The famous Greenlandic-Danish explorer, Knud Rasmussen, had visited the area around Igloolik in the 1920s, and it became the centre for Saladin d’Anglure’s research. It was here that he found the three Inuit who became his main narrators and informants: (Michel) Kupaaq, (Rose) Iqallijuq, and (Juanasi) Ujarak. The last two had met Rasmussen. Because of their connection to Rasmussen and his own enchantment with these three Inuit—who were great storytellers and who were able to open up the whole community to him and his research—Saladin d’Anglure decided to focus on Igloolik. He returned there for over thirty years and developed a profound and intimate knowledge of the cosmology and mythology of the Inuit in Igloolik. This small settlement off Baffin Island became a rich environment for this study. Igloolik was a place that between the 1970s and 2000s embodied both the traditional Inuit life and modernity that was imposed from the outside. Igloolik had a deep spiritual, mythological, and traditional lifestyle which developed great and profound storytellers in different media. An excellent example of the Igloolik narrative and artistic power is Zacharias Kunuk’s film Atanarjuat: The Fast Runner, which was filmed in Igloolik and based on local legends; it has now played around the world and garnered many prizes, including the Caméra d’Or at the Cannes Film Festival.

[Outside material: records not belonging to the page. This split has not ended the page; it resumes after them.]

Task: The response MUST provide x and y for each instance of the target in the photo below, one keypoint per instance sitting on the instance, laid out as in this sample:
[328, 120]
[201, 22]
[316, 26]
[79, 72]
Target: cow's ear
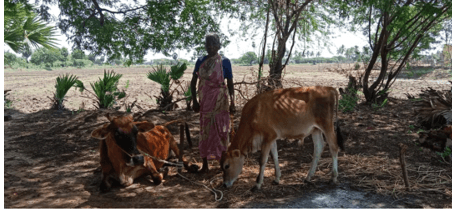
[144, 126]
[130, 117]
[236, 153]
[108, 117]
[100, 133]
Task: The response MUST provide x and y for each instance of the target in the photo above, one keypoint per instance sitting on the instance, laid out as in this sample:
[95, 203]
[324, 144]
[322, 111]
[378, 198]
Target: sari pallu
[214, 109]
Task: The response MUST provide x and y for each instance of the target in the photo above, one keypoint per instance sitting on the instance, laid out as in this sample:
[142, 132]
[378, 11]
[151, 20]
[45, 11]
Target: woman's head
[212, 44]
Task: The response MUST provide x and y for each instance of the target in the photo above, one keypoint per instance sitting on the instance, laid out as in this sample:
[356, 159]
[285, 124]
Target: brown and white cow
[284, 113]
[120, 142]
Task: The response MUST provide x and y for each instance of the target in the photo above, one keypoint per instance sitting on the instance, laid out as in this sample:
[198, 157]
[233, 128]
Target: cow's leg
[105, 184]
[106, 166]
[152, 170]
[318, 149]
[274, 154]
[173, 146]
[125, 180]
[265, 150]
[334, 149]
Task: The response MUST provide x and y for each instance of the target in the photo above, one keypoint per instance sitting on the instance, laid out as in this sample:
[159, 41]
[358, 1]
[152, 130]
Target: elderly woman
[214, 95]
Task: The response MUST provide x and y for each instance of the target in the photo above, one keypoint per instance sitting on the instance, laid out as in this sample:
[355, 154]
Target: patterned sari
[214, 109]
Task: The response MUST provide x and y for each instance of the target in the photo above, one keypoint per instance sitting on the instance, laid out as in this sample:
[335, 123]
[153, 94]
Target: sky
[238, 45]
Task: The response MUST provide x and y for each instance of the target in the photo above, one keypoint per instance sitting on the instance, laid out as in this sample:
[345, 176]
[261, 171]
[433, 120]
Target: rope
[213, 190]
[180, 164]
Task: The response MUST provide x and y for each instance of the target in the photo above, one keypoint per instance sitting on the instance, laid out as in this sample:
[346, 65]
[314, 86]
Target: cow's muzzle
[136, 161]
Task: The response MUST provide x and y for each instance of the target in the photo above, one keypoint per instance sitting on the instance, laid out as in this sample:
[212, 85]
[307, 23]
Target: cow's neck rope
[180, 164]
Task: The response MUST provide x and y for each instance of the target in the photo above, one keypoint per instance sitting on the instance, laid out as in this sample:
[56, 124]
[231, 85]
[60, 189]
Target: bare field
[51, 161]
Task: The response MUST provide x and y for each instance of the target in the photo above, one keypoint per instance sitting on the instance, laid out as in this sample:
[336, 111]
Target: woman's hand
[195, 106]
[232, 108]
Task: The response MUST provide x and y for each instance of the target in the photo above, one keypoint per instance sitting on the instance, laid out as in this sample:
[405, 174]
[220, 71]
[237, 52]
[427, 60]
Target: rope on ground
[213, 190]
[160, 160]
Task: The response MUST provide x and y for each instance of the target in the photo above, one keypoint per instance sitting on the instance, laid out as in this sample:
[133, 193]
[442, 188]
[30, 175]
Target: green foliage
[349, 101]
[395, 31]
[248, 58]
[82, 63]
[78, 54]
[9, 58]
[62, 85]
[161, 76]
[177, 71]
[377, 106]
[46, 56]
[114, 28]
[23, 28]
[105, 89]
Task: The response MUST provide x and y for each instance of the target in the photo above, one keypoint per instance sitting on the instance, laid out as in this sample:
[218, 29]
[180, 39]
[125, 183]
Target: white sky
[237, 47]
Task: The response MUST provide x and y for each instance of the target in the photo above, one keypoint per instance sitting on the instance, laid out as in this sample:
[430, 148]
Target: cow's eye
[135, 129]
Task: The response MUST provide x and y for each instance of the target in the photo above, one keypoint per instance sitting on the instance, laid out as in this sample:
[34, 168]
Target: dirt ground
[50, 160]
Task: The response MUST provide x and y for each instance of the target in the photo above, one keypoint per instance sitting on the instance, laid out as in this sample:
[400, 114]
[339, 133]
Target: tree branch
[293, 43]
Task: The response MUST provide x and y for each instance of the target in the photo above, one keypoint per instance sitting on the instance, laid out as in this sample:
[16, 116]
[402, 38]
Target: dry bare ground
[51, 161]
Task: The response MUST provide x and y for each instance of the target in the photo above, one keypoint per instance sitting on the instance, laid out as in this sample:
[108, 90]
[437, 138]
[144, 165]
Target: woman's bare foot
[205, 166]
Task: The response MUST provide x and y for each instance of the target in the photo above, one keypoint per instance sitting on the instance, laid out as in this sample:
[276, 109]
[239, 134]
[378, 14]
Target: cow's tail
[187, 134]
[339, 137]
[174, 121]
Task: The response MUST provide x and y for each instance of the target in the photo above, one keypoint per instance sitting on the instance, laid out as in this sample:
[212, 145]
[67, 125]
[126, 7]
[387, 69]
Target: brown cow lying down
[119, 155]
[285, 113]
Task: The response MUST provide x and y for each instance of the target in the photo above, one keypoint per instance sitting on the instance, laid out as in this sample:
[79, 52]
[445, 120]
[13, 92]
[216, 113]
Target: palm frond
[62, 85]
[159, 75]
[105, 89]
[177, 71]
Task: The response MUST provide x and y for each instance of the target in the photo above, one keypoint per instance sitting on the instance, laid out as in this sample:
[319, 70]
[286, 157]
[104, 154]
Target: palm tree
[24, 28]
[160, 75]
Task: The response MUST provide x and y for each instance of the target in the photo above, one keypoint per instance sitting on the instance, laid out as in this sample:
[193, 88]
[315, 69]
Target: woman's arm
[231, 94]
[194, 80]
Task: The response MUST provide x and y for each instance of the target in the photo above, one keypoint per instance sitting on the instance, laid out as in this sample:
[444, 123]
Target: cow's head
[231, 163]
[124, 132]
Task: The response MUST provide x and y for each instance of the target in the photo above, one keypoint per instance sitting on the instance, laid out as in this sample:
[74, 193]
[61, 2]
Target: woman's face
[211, 49]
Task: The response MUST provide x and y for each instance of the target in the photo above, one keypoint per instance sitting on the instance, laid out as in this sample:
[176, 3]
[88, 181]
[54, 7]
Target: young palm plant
[106, 89]
[62, 85]
[160, 75]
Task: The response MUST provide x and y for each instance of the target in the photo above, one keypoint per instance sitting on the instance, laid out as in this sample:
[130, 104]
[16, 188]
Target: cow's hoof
[255, 189]
[309, 184]
[157, 181]
[193, 168]
[104, 188]
[334, 182]
[203, 170]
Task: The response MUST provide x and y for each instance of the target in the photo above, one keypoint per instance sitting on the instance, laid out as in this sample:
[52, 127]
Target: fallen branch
[403, 149]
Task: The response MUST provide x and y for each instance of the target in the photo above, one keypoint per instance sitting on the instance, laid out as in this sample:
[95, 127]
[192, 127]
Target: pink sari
[214, 109]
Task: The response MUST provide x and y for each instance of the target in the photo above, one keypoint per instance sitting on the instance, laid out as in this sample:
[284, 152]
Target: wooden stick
[181, 147]
[403, 149]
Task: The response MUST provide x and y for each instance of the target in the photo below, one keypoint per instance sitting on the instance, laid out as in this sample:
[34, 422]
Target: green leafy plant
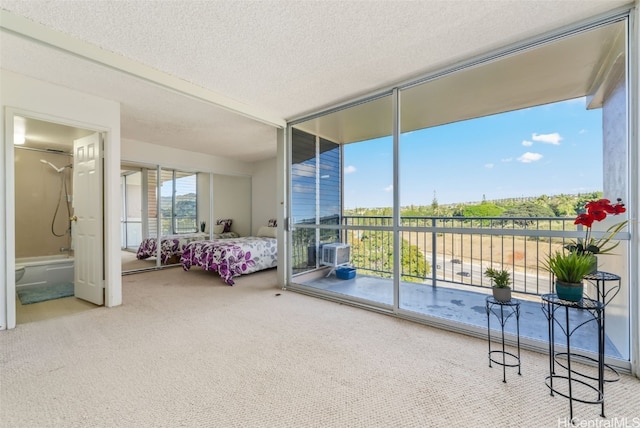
[570, 267]
[500, 278]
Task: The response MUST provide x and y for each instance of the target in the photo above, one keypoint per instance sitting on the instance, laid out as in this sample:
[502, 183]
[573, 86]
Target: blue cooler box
[346, 273]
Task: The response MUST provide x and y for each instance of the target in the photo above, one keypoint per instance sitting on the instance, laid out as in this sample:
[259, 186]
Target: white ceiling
[231, 71]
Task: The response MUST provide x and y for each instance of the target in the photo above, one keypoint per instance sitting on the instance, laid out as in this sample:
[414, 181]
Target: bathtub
[49, 270]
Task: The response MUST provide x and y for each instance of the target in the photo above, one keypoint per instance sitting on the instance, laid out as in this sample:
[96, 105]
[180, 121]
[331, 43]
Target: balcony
[442, 264]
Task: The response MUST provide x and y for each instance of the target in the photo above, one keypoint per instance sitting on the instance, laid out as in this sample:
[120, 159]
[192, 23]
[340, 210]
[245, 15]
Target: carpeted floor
[41, 293]
[186, 350]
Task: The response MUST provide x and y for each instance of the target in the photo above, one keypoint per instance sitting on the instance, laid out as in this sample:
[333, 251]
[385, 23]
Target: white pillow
[268, 232]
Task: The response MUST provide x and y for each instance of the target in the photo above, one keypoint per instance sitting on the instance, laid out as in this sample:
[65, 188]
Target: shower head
[52, 165]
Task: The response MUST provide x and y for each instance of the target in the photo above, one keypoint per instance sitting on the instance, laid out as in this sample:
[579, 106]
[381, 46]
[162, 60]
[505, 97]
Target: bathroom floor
[50, 309]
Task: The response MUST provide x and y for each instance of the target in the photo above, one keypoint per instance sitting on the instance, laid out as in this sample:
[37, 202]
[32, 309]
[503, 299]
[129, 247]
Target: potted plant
[501, 283]
[597, 211]
[569, 270]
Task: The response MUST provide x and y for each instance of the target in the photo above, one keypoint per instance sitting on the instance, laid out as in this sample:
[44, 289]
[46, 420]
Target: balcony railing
[452, 249]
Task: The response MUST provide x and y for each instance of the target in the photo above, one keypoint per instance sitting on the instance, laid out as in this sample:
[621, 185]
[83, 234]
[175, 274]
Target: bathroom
[43, 206]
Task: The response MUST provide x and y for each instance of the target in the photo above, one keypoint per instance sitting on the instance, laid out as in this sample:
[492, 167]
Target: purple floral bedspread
[172, 245]
[232, 257]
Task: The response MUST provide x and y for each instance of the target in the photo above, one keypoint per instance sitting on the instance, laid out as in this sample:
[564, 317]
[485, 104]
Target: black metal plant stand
[503, 311]
[554, 309]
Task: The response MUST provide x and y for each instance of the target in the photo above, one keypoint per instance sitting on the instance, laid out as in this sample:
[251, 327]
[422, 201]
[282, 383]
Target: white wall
[265, 203]
[232, 199]
[145, 153]
[41, 100]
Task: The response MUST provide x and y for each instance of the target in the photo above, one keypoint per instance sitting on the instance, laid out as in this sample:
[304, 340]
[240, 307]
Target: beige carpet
[186, 350]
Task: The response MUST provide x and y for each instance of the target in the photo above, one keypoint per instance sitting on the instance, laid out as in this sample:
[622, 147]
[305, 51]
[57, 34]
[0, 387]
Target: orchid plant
[597, 211]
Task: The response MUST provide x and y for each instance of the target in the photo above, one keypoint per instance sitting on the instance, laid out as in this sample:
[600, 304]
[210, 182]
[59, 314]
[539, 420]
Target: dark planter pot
[594, 265]
[502, 294]
[569, 291]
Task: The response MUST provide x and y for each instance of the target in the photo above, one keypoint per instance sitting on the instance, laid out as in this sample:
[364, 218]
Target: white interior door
[88, 227]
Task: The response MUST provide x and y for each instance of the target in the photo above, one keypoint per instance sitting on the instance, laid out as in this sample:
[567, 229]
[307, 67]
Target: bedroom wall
[45, 101]
[232, 199]
[264, 184]
[152, 154]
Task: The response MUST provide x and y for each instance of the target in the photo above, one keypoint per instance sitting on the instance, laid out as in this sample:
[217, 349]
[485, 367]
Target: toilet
[19, 272]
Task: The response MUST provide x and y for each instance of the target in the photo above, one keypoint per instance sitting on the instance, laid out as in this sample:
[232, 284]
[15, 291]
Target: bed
[232, 257]
[171, 246]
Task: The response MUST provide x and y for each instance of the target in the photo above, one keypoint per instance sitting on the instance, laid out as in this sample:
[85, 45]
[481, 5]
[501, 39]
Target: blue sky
[551, 149]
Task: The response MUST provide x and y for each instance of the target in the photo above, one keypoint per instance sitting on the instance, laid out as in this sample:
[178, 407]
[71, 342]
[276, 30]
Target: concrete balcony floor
[466, 308]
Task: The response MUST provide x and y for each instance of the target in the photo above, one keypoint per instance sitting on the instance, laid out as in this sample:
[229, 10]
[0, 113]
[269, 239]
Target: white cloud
[553, 138]
[529, 157]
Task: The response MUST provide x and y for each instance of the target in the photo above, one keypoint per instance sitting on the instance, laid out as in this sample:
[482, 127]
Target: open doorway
[45, 205]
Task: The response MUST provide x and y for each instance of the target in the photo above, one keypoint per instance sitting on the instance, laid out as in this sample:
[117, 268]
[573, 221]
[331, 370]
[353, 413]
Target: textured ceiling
[281, 59]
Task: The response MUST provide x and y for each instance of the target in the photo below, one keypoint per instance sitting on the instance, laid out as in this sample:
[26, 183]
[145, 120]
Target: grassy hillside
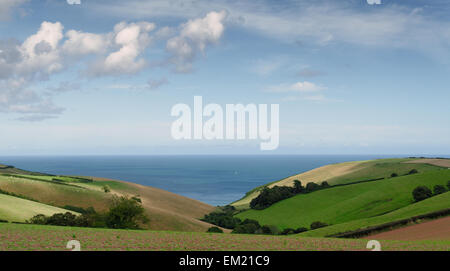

Saladin d’Anglure pioneered a new way of doing research by living with the Inuit and listening intimately to them. He also chose a subject matter that few have handled as he has. He is an anthropologist, but in his work there are no delineations between social science and the humanities, between traditional anthropology and religion, mythologies, memories. In this book, Saladin d’Anglure focuses on, according to the publisher’s description, “womb memories, narratives of birth and reincarnation, and the concept of the third sex—an intermediate identity between male and female.” The book is essentially a collection of narratives and memories by these three Igloolik Inuit—Kupaaq, Iqallijuq, and Ujarak—and others. Saladin d’Anglure intersperses the narratives with his own analyses or the words of Rasmussen. Inuit Stories of Being and Rebirth is an exciting collection of narratives grounded solidly in Saladin d’Anglure’s academic rigour. It can be read with equal interest and insight by a broader audience as well as specialized researchers. As Claude Lévi-Strauss writes in the preface, Saladin d’Anglure’s “devotion lends distinction to an exceptional case in the history of anthropology. This lovely book bears witness to his work. It will become a classic.”